The consumer discretionary, technology, real estate, and financial sectors have historically been especially likely to outperform the market when rates fall and earnings rise. Financial stocks look particularly appealing, due to how inexpensive they've recently been.

Do banks make more money when interest rates rise? ›

A rise in interest rates automatically boosts a bank's earnings. It increases the amount of money that the bank earns by lending out its cash on hand at short-term interest rates.

Will mortgage rates ever be 3% again? ›

Lawrence Yun, chief economist at the National Association of Realtors, even told CNBC that he doesn't think mortgage rates will reach the 3% range again in his lifetime.

Will mortgage rates drop in 2024? ›

The 30-year fixed mortgage rate is expected to fall to the mid-6% range through the end of 2024, potentially dipping into high-5% territory by the end of 2025. Here's where mortgage interest rates are headed for the rest of the year and how that will impact the housing market as a whole.

What will interest rates look like in 5 years? ›

ING's interest rate predictions indicate 2024 rates starting at 4%, with subsequent cuts to 3.75% in the second quarter. Then, 3.5% in the third, and 3.25% in the final quarter of 2024. In 2025, ING predicts a further decline to 3%.

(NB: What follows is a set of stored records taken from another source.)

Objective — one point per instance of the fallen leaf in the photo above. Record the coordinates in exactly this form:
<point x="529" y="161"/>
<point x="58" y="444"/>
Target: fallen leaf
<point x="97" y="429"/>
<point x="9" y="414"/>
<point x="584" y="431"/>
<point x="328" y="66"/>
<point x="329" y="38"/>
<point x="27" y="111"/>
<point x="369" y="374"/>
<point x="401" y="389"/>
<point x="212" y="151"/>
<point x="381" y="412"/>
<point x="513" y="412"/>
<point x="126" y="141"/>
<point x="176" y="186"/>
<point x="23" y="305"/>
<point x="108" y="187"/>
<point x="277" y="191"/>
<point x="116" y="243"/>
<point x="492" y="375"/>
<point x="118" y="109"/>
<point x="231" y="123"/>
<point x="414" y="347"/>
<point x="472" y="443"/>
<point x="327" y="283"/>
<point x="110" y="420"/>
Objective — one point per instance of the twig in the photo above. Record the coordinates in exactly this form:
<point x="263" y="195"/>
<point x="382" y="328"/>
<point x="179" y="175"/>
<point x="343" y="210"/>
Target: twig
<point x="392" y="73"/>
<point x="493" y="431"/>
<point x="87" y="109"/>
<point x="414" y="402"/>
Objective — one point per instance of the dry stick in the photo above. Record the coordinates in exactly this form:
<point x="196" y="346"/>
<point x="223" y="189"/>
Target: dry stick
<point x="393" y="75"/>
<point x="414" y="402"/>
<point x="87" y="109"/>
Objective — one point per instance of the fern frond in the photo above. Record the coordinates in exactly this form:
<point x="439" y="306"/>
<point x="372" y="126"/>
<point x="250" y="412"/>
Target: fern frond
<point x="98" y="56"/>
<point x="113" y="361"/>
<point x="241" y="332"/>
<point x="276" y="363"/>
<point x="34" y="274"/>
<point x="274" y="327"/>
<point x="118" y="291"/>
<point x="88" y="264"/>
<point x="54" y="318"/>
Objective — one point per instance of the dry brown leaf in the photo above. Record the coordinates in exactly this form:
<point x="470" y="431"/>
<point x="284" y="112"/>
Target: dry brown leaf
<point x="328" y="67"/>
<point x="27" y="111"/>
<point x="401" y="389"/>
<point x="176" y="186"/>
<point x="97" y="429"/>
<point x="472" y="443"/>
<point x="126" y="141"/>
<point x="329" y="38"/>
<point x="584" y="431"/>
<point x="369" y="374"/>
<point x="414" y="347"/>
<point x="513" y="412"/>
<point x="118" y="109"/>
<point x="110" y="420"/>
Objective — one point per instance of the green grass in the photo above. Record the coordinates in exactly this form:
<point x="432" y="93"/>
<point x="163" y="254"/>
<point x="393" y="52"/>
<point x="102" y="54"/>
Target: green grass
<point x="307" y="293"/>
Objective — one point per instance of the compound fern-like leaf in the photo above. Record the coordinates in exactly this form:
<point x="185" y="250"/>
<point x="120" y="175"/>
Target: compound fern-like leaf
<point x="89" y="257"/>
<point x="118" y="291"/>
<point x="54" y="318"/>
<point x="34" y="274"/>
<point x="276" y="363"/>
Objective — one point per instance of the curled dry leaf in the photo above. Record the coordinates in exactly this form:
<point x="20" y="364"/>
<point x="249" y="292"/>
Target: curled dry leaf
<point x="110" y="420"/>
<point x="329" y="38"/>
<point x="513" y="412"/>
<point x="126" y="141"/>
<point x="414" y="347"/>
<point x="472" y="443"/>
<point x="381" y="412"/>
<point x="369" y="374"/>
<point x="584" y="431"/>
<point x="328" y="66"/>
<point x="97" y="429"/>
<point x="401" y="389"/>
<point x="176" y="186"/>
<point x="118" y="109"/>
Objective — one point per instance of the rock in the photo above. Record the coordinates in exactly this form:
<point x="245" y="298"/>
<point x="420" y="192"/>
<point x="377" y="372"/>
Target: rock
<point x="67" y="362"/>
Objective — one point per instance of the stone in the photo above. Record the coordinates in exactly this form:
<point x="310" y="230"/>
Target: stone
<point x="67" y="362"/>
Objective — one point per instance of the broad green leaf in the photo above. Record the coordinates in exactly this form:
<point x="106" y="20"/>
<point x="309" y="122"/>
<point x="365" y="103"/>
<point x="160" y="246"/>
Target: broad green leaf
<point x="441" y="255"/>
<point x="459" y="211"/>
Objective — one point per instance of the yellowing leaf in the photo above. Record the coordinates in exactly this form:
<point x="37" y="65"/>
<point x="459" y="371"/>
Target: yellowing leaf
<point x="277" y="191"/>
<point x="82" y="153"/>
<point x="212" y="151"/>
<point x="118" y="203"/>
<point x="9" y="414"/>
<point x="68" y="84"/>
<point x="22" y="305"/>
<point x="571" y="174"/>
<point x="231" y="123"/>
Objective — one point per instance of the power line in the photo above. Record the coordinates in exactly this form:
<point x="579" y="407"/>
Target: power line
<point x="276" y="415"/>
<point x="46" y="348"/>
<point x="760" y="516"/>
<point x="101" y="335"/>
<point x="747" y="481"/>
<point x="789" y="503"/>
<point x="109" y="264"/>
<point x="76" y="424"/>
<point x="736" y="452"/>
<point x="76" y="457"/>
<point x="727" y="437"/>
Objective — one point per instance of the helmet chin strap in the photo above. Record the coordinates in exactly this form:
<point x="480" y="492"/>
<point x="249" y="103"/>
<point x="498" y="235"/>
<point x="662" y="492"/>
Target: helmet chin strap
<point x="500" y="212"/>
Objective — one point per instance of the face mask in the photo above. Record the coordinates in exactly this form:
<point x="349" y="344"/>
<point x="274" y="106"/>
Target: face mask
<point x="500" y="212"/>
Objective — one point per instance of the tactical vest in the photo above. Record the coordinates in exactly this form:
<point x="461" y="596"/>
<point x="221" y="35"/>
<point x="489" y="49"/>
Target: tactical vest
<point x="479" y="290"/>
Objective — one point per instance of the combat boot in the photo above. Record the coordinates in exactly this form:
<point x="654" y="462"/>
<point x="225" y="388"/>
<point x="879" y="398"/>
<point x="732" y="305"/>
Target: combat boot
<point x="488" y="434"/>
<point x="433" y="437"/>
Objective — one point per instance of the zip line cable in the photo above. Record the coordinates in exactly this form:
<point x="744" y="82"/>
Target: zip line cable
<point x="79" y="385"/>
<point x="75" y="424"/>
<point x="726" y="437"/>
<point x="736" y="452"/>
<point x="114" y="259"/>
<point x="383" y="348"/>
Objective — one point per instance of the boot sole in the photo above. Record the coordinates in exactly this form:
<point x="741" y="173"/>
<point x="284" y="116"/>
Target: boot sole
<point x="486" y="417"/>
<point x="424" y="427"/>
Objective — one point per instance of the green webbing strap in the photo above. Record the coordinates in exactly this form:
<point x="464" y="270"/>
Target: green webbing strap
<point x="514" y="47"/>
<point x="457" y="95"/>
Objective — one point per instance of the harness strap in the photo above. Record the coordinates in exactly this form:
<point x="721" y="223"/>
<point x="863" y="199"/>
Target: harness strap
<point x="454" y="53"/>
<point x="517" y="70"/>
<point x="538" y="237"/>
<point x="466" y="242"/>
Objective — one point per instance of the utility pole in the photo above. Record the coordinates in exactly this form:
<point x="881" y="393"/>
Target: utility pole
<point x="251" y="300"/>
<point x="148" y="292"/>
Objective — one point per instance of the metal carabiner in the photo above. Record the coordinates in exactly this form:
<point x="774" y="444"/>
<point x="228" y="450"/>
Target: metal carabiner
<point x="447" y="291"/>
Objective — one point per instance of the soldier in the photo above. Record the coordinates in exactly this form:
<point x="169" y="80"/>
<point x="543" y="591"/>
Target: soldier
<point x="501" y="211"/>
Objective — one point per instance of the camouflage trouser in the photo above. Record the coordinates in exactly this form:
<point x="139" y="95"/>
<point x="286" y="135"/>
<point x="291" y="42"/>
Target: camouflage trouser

Can the Fed cause a recession? ›

Whenever the Federal Reserve lifts rates to battle high inflation, the risk of a recession increases, and the US economy has typically fallen into an economic downturn under the weight of rising borrowing costs.

Can inflation be reversed? ›

The reverse of inflation is called disinflation. The central bank can reverse inflation by implementing various tools: 1. Monetary policy: in monetary policy central bank generally increases the interest rate that reduces investment and economic growth.

Who controls inflation in the United States? ›

The Fed is the nation's central bank, and perhaps the most influential financial institution in the world. It is charged with helping the U.S. maintain stable prices (inflation), promote maximum sustainable employment and provide for moderate, long-term interest rates.

What will happen to the market if the Fed raises interest rates? ›

U.S. economy boosts stocks

While interest rate trends influence the stock market, performance is also closely tied to the strength of the U.S. economy. “As the Fed raises interest rates, we typically expect slower economic growth,” says Eric Freedman, chief investment officer, U.S. Bank Wealth Management.

What happens to money markets when the Fed raises rates? ›

When the Fed increases the federal funds rate, it typically pushes interest rates higher overall, which makes it more expensive for businesses and individuals to borrow. The higher rates also promote saving. The goal is to reduce the spending that is driving up prices and overheating the economy.

How does FOMC meetings affect stock market? ›

For traders, FOMC meetings are a time of particular volatility because any change in federal fund rates can affect a range of economic variables such as short-term interest rates, foreign exchange rates, long-term interest rates, employment output and prices of goods and services.

What happens to market when Fed cuts rates? ›

Notable negative impacts that could occur are: If rates are too low, they can spur excessive growth which can lead to inflation and the loss of purchasing power. Low rates can lead investors to take on more risk than normal as they look for yield.